スケルツォは2番を中学生のときに、3番を高校生のときに、1番を大学生のときによく勉強しました。(そういうわけでその順に記憶が定着しています。)思い出すのは、大学4年から3年間師事した神谷郁代先生のことです。少し、先生のことを記しておこうと思います。
神谷先生は、不思議な魅力のある方で、また私生活も謎めいていて、学生の間では嘘かまことか不明の都市伝説のような噂が飛び交い、まさに芸術家という印象でした。静かなレッスンで、ひと通り聴いて下さったあとに何点か注意を受け、しかし忘れられない注意点を残して下さりました。おもに、発音の仕方、基礎練習の方法、レパートリーの作り方、気持ちの有り様です。情けないことに、わたしはかなり放蕩状態でしたので、迷惑をかけまくり、後悔しかありませんが、先生のプロとしての姿勢、気持ちの持ち方には一番影響を受けていると思います。
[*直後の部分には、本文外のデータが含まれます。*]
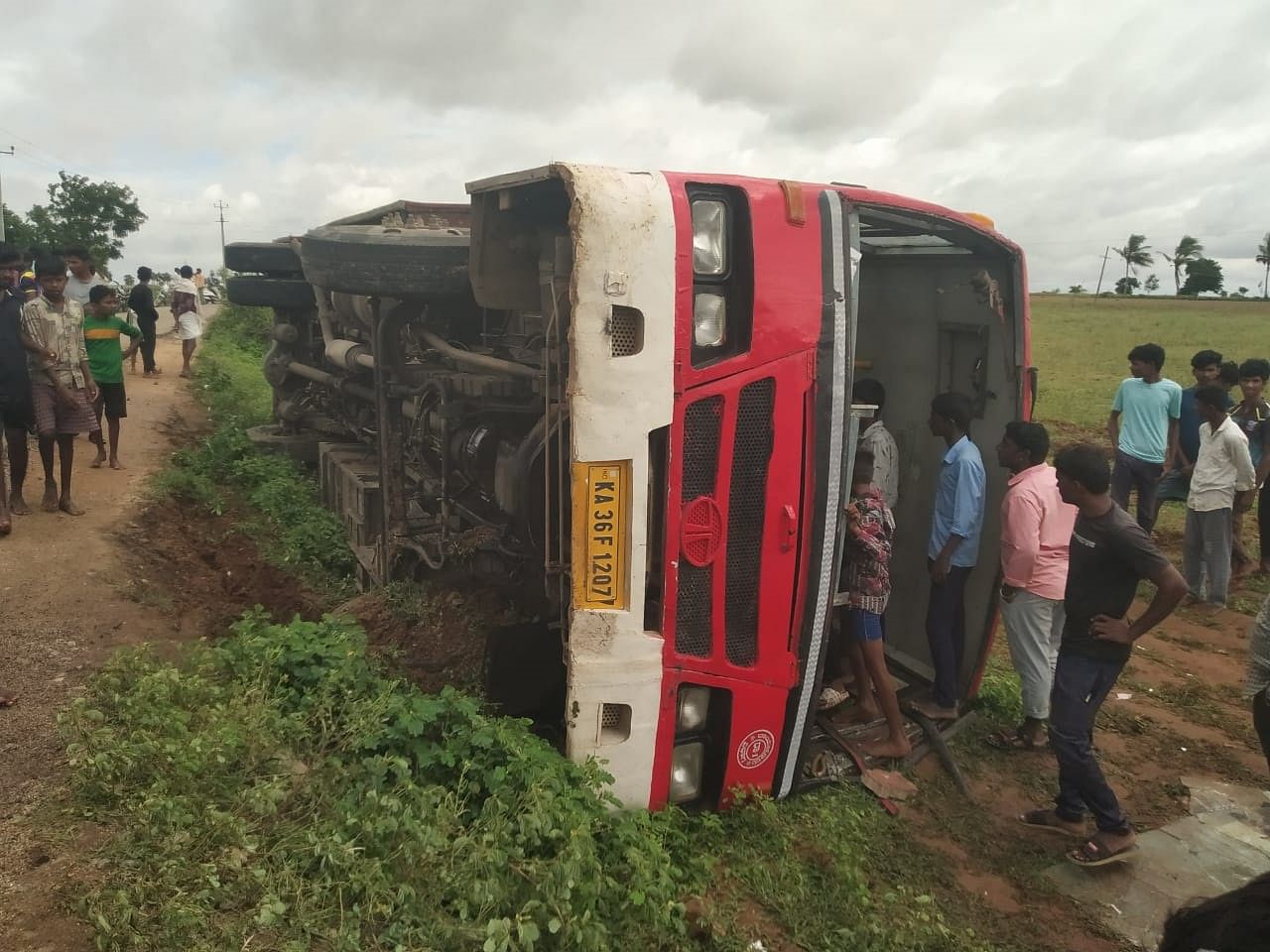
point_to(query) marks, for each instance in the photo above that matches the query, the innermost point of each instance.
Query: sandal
(1046, 819)
(1015, 740)
(830, 698)
(1096, 852)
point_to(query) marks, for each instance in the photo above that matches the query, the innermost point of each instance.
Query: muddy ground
(135, 570)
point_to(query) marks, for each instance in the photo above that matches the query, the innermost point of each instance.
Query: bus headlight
(708, 238)
(694, 706)
(686, 766)
(708, 318)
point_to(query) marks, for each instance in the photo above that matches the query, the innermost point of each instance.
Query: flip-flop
(1014, 740)
(1093, 852)
(1046, 819)
(830, 698)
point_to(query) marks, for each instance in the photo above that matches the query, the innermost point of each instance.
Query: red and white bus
(651, 380)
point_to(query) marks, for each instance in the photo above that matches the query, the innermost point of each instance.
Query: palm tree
(1135, 254)
(1264, 258)
(1188, 250)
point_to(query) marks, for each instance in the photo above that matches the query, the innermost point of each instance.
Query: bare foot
(893, 748)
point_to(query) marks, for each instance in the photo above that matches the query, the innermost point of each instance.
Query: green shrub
(280, 791)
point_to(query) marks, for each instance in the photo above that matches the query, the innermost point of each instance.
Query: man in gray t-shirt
(1110, 553)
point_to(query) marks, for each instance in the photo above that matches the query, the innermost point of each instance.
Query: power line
(221, 204)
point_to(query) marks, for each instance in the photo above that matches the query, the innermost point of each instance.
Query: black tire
(370, 259)
(262, 258)
(270, 293)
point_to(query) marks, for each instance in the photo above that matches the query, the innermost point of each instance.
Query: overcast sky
(1070, 123)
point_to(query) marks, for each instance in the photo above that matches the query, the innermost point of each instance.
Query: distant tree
(1264, 258)
(17, 231)
(1188, 250)
(1135, 254)
(1203, 275)
(81, 212)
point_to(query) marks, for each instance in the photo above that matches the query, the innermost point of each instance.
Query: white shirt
(881, 444)
(1222, 468)
(77, 290)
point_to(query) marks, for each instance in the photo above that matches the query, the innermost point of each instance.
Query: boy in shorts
(62, 381)
(866, 557)
(102, 330)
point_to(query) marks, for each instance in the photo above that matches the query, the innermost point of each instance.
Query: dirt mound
(436, 634)
(206, 569)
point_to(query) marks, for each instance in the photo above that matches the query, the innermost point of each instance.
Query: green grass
(280, 791)
(1080, 343)
(284, 515)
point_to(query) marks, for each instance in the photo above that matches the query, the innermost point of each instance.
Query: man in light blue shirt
(952, 549)
(1143, 429)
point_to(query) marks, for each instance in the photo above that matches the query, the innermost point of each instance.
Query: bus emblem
(754, 749)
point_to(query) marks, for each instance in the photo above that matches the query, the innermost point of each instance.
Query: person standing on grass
(1110, 553)
(16, 416)
(185, 309)
(62, 382)
(141, 302)
(1206, 368)
(1035, 532)
(1222, 484)
(1252, 416)
(866, 556)
(1143, 429)
(952, 548)
(102, 331)
(878, 440)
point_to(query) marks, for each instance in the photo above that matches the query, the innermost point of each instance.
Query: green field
(1080, 343)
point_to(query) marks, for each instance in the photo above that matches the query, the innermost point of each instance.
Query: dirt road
(67, 601)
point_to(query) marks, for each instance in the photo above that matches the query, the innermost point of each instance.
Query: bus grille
(752, 449)
(693, 625)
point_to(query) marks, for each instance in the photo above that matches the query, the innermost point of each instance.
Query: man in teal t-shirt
(1143, 429)
(102, 330)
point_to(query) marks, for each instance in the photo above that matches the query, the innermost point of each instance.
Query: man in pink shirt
(1035, 532)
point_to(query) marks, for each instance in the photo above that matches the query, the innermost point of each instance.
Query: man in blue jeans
(1109, 555)
(952, 549)
(1143, 429)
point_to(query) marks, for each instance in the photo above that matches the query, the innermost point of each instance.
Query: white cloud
(1070, 123)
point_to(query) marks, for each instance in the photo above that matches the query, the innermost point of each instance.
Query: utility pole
(1105, 255)
(3, 151)
(220, 204)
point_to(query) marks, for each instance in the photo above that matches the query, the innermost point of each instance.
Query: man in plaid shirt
(866, 560)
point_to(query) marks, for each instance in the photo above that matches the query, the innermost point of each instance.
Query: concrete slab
(1223, 844)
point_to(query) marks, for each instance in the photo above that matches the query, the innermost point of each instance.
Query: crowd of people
(1070, 565)
(62, 365)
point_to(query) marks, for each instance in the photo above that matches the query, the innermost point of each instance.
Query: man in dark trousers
(16, 416)
(952, 549)
(1110, 553)
(141, 302)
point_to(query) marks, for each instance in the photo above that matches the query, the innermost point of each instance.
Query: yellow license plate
(601, 538)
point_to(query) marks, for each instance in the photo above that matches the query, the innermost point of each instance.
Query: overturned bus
(627, 397)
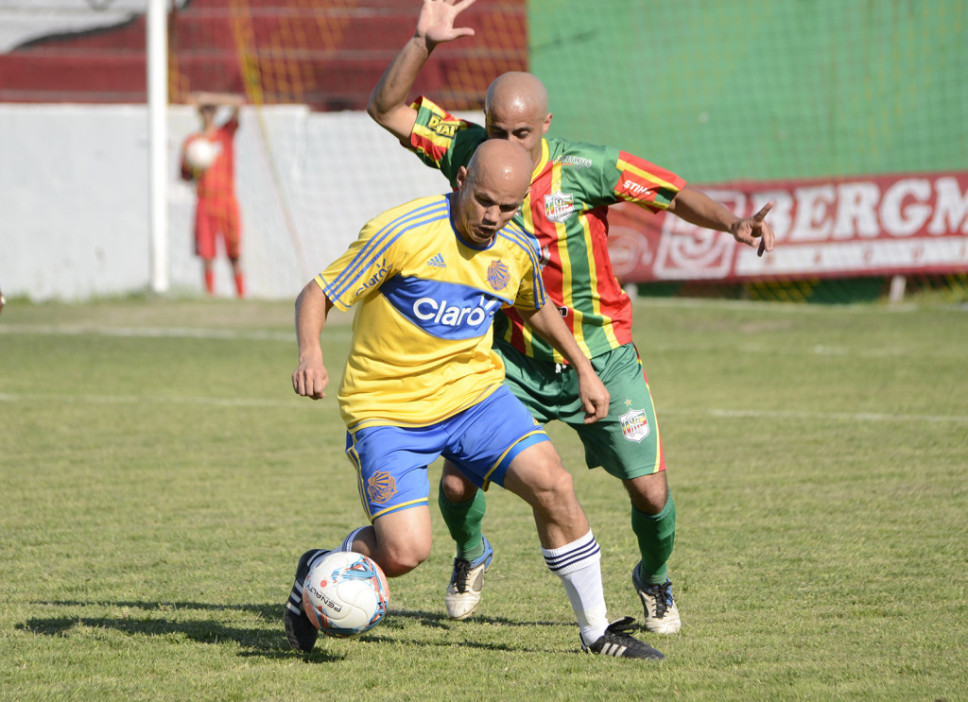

あるとき、ヴァイオリンの試験でソナタを演奏した際に、ヴァイオリンの先生から叱責を受け、意気消沈していたことがありました。わたしも興奮した状態で弾いてしまい、今思えば良くない演奏だったのだとわかります。しかし当時は、その叱責が理不尽なものに思えて、とても悔しかったのです。そうして神谷先生のレッスンに行き、事の顛末をお話したところ、「まあまあ、甘いものでも食べなさい」とチョコレートを出して下さり、あなたの気持ちはわかるけれど、と前置きした上でこう仰ったのです。「人の評価というものは、それがどれだけ的外れだと思ったとしても、そこには1%でも真理が隠されているもの。そういうときは『ありがとうございます。精進します』と言いなさい」。
先生が長年、第一線で演奏活動を続けておられた理由を垣間見た瞬間でした。それ以来、わたしはその言葉を常に胸に留めています。
スケルツォのレッスンを最初に受けたときには一言、「まだまだねぇ」と仰ったのが忘れられず…先生は天国で聴いていて下さると信じています。